O resultado é que o parlamento tem ficado historicamente dividido entre direita e esquerda, meio a meio, e os independentes geralmente ficam fora (como ocorreu no caso mostrado na Figura 3). Isso é particularmente relevante se consideramos que a própria constituição define que, para alterar seu texto, são necessários 4/7 dos votos, portanto, se o parlamento se divide meio a meio, não tem ovo nem galinha: fica tudo como está.
Figura 1: Exemplo de “doblaje” na eleição atual para Senador, em que a soma da primeira maioria (Nueva Mayoría) dobra a segunda colocada (Alianza). Mesmo que o candidato individualmente tenha mais votos (como Manuel Rojas Molina), acabou pasando Pedro Araya Guerrero (ver asteriscos). Fonte: Servicio Electoral de Chile.
Figura 2: Neste segundo caso, o candidato da direita Laurence Golborne perdeu a vaga para Carlos Montes, mesmo tendo obtido cerca de 15.000 votos a mais que seu opositor. Fonte: Serviço Eleitoral de Chile.

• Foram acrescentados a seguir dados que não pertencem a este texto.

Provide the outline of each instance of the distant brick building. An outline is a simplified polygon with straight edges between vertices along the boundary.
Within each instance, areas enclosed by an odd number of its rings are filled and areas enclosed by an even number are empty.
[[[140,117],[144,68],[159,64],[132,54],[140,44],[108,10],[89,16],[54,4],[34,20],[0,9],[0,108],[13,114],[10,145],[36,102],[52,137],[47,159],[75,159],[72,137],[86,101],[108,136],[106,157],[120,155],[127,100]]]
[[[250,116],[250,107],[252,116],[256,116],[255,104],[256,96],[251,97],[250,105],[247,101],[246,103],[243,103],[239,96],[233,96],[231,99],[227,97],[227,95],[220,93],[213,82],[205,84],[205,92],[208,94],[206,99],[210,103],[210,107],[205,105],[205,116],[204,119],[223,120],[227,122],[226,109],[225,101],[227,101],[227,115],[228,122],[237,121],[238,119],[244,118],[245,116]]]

Figura 3: Neste último caso, a deputada mais votada, do Partido Progressista, com 27,99% dos votos, não foi eleita pois perdeu para as coalisões tradicionais de direita (30,45%) e esquerda (34,53%), embora os candidatos individuais tenham tido votação inferior. São as contradições deste sistema. Fonte: Serviço Eleitoral de Chile.
O grande desafio: assembleia constituinte
Dessa forma, o foco da eleição atual não deve ser a presidência, mas o parlamento. O movimento estudantil que eclodiu em 2011 acabou de levar quatro de seus líderes na condição de deputados, dois deles comunistas. O PC dobrou sua bancada. Diz-se que finalmente estão dadas as condições, pois uma combinação da coalizão de esquerda (Nueva Mayoría) com os vitoriosos independentes – eleitos apesar do sistema binominal – resulta em um quórum favorável para votar uma assembleia constituinte.
Nesta perspectiva, aparentemente, Bachelet teria uma oportunidade única na história recente de promover mudanças mais radicais na sociedade chilena, empoderada pelos movimentos sociais, pelo clamor por uma Assembleia Constituinte, pelo enfraquecimento da direita e dos oligopólios midiáticos. Muitos são os céticos que estão convencidos que Michelle e seus asseclas não seguirão esta senda. Em pouco tempo saberemos se a futura presidenta irá enfrentar esta briga ou se prefere continuar ratificando e retificando uma carta magna ilegítima.
Marcelo Luis B. Santos é consultor e educador em Comunicação e Democracia.